Osmanlı’da tasavvufa değinerek şu güzel sözleri aktardı Türköz: “Osmanlı içinde tasavvufu barındırmış ve İslâm denilince toplumun algısının tasavvuf olarak görüldüğü açıkça belirtilir.”
Medreselerdeki eğitimden sonra halkın tekkeye giderek tasavvufi yaşamı anıyla bütünleştirdiğini söyleyen Türköz, günümüzde bu olguların kaybedildiğini ve gerçek İslâmî yaşayışa tekrar dönebilmeyi O’nun güzelliklerinde yol alabilme temennisiyle sözü Ali Gözaçan’a devretti.
Aslına dönmek isteyen insan “Ney’in sesine kulak vermeli…” ya da “Neyin sesine kulak vermeli?” diyerek düşündüren bir girişle sözlerine devam etti Gözaçan…
Mutasavvıflara göre bütün dinlerde temel bir hakikat vardır ve büyük ilahi dinler özde aynıdır.

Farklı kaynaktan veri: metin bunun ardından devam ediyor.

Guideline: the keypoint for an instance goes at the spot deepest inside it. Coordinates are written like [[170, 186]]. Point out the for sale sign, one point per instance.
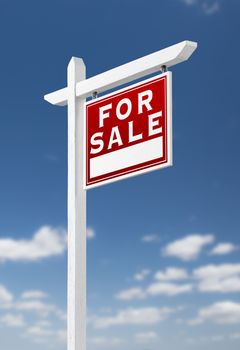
[[129, 132]]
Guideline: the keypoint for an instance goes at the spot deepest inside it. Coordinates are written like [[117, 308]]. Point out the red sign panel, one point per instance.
[[129, 131]]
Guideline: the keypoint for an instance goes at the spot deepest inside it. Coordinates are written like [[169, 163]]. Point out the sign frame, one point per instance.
[[139, 169], [73, 96]]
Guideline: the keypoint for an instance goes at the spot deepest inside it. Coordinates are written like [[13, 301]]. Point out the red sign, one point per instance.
[[129, 131]]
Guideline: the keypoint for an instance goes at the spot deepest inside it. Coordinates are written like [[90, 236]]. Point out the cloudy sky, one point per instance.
[[163, 248]]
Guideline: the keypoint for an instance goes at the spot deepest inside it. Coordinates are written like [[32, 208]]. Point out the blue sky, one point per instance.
[[163, 248]]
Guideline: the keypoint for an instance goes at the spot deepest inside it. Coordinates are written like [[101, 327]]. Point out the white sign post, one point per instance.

Peygamberler odayı aydınlatan lambalar gibidir. Lambalar farklıdır lakin elektrik aynı kaynaktan gelir. ‘Allah’tan…’
Çağdaş insan özgür insan mıdır? Evet öyledir. Lakin günümüz insanı özgürlüğünün içine bir takım materyaller ekleyerek kendini hapsetmektedir. Oysa özgür insan hayatı çok boyutlu yaşayan insandır.
Din ve psikolojiye değinen Gözaçan; din psikolojisini şu şekilde dile döktü: “Bu psikoloji inanan ile inanılan arasındaki ilişkiden doğan yaşam biçimini bireysel bağlamda ele alır ve inceler.”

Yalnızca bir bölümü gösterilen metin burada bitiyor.